Manipulation breaks the design
The whole argument rests on units being unable to sort themselves across the line. If they can, those just above differ from those just below in ways beyond the treatment. A density check looks for bunching: if the running variable is not manipulated, its density should be smooth through the cutoff. We compare a clean sample with one where most units just below the line were nudged just above it.
set.seed(2164)
mcc <- function(x){
win <- 0.1; lo <- sum(x>=-win & x<0); hi <- sum(x>=0 & x<win)
bt <- binom.test(hi, lo+hi, 0.5)
c(lo=lo, hi=hi, ratio=hi/lo, p=bt$p.value)
}
xr_clean <- runif(n,-1,1); xr_manip <- xr_clean
idx <- which(xr_clean >= -0.1 & xr_clean < 0)
mv <- sample(idx, round(0.6*length(idx)))

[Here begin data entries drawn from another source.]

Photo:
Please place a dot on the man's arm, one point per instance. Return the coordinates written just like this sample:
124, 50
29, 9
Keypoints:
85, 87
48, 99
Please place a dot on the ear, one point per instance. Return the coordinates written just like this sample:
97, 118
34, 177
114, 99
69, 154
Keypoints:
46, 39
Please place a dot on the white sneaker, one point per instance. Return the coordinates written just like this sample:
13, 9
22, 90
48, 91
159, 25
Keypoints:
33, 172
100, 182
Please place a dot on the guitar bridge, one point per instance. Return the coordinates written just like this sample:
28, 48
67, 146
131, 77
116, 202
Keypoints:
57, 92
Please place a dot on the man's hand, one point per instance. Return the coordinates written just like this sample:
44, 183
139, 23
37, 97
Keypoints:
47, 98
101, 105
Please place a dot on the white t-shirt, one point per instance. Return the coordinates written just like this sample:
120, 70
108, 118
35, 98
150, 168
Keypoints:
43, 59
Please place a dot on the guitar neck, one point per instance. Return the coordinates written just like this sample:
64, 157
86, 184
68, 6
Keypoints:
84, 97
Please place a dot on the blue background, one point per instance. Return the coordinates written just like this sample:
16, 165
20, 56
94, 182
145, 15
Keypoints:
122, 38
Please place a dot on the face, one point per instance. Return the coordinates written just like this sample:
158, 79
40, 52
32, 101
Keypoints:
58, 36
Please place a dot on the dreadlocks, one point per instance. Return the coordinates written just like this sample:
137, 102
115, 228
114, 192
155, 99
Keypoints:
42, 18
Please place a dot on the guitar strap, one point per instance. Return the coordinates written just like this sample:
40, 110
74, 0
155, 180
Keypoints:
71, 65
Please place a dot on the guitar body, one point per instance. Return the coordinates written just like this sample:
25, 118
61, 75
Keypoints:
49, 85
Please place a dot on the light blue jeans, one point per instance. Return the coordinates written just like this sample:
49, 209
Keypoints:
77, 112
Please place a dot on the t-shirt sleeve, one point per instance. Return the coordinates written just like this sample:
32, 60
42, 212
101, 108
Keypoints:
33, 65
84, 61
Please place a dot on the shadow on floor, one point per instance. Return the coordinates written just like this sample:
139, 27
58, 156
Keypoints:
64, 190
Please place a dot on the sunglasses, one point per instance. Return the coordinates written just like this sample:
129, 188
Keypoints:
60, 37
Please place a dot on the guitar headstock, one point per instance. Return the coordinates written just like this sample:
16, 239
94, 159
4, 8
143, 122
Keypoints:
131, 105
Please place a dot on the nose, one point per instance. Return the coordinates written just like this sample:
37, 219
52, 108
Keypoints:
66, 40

xr_manip[mv] <- abs(xr_manip[mv])
mc_clean <- mcc(xr_clean); mc_manip <- mcc(xr_manip)In the clean sample the counts just below and just above the line are 61 and 57, a ratio of 0.93, and the test for a jump in density gives p = 0.78: no sign of sorting. In the manipulated sample the counts are 24 and 94, a ratio of 3.9, with p far below 0.001. The formal version of this check (McCrary 2008) fits a local-linear density on each side and tests the discontinuity in its log; a clear jump is a red flag that the design has broken.
What the design buys, and what it does not
Regression discontinuity turns an arbitrary administrative line into a natural experiment, and the local-linear fit recovers the jump where a global fit cannot. Three cautions travel with it. The effect is local: it holds for units near the cutoff, not for the whole population, so a scheme’s threshold effect need not equal its effect elsewhere. The estimate depends on the bandwidth, and the plain interval understates uncertainty, so a bias-corrected interval and a sweep across bandwidths belong in every report. And the density-continuity assumption is a claim about behaviour near the line that a manipulation test can flag but never fully clear. In ecology, where thresholds hide in eligibility rules, elevations and reserve boundaries, these designs are underused and worth the care (Butsic et al. 2017; Larsen, Meng & Kendall 2019).
References
Lee DS, Lemieux T 2010. Journal of Economic Literature 48(2):281-355 (10.1257/jel.48.2.281).
McCrary J 2008. Journal of Econometrics 142(2):698-714 (10.1016/j.jeconom.2007.05.005).
Calonico S, Cattaneo MD, Titiunik R 2014. Econometrica 82(6):2295-2326 (10.3982/ECTA11757).
Butsic V, Lewis DJ, Radeloff VC, Baumann M, Kuemmerle T 2017. Basic and Applied Ecology 19:1-10 (10.1016/j.baae.2017.01.005).
Larsen AE, Meng K, Kendall BE 2019. Methods in Ecology and Evolution 10(7):924-934 (10.1111/2041-210X.13190).